The traditional solution to this problem is to maintain a “Free List”.
- This is a list of free blocks with, logically, location and size for each.
To allocate a chunk of memory, we do the following:
- See if there’s a block of memory on the free list big enough to use.
- If not, allocate a new block with mmap.
- If the block is too big, split it and return the extra to the free list.
- Remember the size of the allocated block for later.

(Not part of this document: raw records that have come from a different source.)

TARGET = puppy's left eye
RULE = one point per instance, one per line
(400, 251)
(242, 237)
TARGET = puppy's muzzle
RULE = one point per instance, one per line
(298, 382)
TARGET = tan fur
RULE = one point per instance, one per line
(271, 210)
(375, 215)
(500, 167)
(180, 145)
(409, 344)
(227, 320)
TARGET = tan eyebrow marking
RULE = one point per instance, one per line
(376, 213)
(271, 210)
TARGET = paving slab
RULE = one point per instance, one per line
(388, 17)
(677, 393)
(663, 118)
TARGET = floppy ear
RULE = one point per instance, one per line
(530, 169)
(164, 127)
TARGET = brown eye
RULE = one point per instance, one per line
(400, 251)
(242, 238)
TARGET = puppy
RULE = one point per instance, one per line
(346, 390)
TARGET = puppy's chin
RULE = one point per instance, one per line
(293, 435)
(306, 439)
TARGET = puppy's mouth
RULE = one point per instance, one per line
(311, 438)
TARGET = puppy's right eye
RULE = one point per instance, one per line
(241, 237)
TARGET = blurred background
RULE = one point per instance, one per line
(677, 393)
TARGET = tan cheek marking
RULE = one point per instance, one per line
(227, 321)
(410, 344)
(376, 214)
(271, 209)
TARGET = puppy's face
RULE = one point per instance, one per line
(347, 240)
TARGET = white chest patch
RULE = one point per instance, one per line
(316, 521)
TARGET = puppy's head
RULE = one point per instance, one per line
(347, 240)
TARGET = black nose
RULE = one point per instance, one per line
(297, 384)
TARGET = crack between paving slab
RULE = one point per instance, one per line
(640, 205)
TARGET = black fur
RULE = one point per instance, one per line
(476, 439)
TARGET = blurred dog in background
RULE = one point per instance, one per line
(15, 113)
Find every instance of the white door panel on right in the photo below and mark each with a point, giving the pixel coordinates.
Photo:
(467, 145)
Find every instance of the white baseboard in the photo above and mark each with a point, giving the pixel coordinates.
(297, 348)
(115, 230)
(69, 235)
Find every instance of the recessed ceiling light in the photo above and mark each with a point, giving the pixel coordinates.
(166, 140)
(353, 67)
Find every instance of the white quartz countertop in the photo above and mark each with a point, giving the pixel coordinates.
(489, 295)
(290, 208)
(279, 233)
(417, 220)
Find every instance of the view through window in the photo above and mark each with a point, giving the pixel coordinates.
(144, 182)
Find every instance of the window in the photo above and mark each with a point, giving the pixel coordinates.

- Return the selected block to the user.
To free a chunk of memory:
- Stick it on the free list.
Problems and Solutions #
This leaves some problems:
Problem 1: Where do we store the size of a chunk?
- We’re the memory allocator. We can just allocate a bigger chunk and store the size in the chunk.
- We want to put it at the beginning of the chunk so we can find it again.
So when someone requests a chunk of size B, we allocate B + 8 bytes layed out as follows:
- Size (size_t = 8 bytes)
- That many bytes of memory for the user.
We return a pointer to the memory after the size.
When the memory is freed, we can find the size by subtracting 8 bytes from the pointer we got.
Problem 2: Where do we store the free list?
- The free list is made up of chunks of free memory.
- We can store the list in the memory itself.
- Easy to lay out a singly or doubly linked list in the memory.
- This makes our minimum actual memory allocation be the size of a list cell.
Problem 3: Fragmentation
for (1..200) {
xs[ii] = malloc(800);
}
for (1..10) {
free(xs[ii]);
}
y = malloc(5000);
- We’d like to reuse the memory rather than requesting more from the OS.
- When we free memory, we want to check the free list to see if we can combine the chunk we’re freeing with other chunks already on the list.
- We may need to combine more than once (A,C on free list, free B).
Problem 4: Big Allocations
- What if a program requests 10 GB of RAM and then frees it?
- We’d like to return that to the OS, not put it on the free list.
- Solution: Send large allocations directly to mmap, and then do a munmap when that memory is freed.
- For allocations over some threshold size, the cost of the syscall is going to be irrelevent.
- In this case we always allocate some number of whole pages.